I first got interested in active antennas in the UCLA plasma physics lab; we often used such devices for probing quiescent plasmas and such.

The active antenna is a beautiful, elegant intellectual exercise...and it really puts "meat" on the concept of limits...not a mathematical abstraction at all.

A very short antenna (in terms of wavelength) has insufficient size to develop standing waves on it....which makes it a very curious analytical situation...is it an antenna or not?

The radiation resistance of a very short wire is essentially zero...but the capacitive reactance approaches infinity. This tells us that the POWER FACTOR of an active antenna is essentially ZERO. Hence any power "extractable" from the antenna is, for all practical purposes...also ZERO.

How does this antenna work at all?
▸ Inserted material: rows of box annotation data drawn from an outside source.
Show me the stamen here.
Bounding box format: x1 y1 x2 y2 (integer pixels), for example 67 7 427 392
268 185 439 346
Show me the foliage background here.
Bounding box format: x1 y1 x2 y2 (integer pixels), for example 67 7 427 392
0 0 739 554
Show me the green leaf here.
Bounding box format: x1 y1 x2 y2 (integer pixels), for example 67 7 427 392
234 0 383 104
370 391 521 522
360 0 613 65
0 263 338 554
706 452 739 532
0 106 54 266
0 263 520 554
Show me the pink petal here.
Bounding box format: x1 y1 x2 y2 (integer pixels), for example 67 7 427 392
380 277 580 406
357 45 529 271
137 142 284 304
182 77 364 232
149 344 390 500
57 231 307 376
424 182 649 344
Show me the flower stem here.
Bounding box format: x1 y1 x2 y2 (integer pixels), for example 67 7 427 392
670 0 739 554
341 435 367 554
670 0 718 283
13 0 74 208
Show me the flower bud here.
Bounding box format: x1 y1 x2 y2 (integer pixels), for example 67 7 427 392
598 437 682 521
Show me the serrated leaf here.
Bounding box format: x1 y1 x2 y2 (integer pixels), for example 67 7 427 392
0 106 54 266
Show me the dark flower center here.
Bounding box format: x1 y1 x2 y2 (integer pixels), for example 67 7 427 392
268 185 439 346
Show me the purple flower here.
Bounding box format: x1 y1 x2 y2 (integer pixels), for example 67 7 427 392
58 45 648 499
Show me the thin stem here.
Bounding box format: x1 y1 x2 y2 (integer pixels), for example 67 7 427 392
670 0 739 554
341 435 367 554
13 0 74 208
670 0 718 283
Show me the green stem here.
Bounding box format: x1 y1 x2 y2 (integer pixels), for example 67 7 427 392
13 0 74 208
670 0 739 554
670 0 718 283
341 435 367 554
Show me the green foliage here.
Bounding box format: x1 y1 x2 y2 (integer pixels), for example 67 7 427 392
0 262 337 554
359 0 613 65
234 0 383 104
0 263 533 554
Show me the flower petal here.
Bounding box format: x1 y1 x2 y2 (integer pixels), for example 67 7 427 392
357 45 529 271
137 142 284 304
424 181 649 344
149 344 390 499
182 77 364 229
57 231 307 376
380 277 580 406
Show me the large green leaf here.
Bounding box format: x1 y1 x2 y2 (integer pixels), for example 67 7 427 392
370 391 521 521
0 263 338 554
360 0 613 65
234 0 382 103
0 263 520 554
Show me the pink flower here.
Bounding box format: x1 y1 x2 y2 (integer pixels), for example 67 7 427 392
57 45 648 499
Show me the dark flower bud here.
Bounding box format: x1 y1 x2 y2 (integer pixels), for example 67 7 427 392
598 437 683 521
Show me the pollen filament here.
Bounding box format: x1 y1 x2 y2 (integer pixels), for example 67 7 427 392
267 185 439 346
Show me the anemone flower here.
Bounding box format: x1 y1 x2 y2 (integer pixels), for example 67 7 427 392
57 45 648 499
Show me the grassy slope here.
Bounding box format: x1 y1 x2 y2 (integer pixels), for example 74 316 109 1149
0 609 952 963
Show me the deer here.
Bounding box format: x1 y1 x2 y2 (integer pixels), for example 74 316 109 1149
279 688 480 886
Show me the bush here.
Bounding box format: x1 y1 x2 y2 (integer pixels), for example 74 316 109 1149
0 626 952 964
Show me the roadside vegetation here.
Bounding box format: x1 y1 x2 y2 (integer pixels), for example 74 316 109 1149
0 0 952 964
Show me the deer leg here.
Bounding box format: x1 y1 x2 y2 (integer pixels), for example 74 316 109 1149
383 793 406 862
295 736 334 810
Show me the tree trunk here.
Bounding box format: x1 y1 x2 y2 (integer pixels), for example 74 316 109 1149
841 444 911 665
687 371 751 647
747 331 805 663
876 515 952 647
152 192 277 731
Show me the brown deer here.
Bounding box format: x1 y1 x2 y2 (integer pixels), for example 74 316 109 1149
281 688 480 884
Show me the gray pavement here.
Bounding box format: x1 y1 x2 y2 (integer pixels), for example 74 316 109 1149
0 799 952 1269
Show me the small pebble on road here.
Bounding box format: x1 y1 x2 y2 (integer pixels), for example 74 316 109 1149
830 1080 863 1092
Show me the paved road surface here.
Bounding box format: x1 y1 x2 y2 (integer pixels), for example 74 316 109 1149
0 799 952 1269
From experience, we know that the active antenna not only limps along, but can perform quite admirably! What laws of physics are we breaking when we build a vanishingly small antenna?

Next stage. We always use a VOLTAGE FOLLOWER of some sort after the active antenna. What is an ideal voltage follower like? What is its input impedance?

Essentially infinite, right? What is the power gain of a voltage follower? Well, if the output impedance is anything LESS than infinity, we have INFINITE POWER GAIN! That's right! We don't need to supply any signal power to the device....only signal VOLTAGE....the POWER FACTOR of a pure voltage is irrelevant (not to mention undefined!)

So, we have a zero power antenna (our voltage source) followed by an infinite power gain voltage follower! End result....finite power!

The elegance of this, both physically and mathematically, is staggering. This is the sort of thing that fascinates the tar out of me...and I've been doing electronics for 45 years.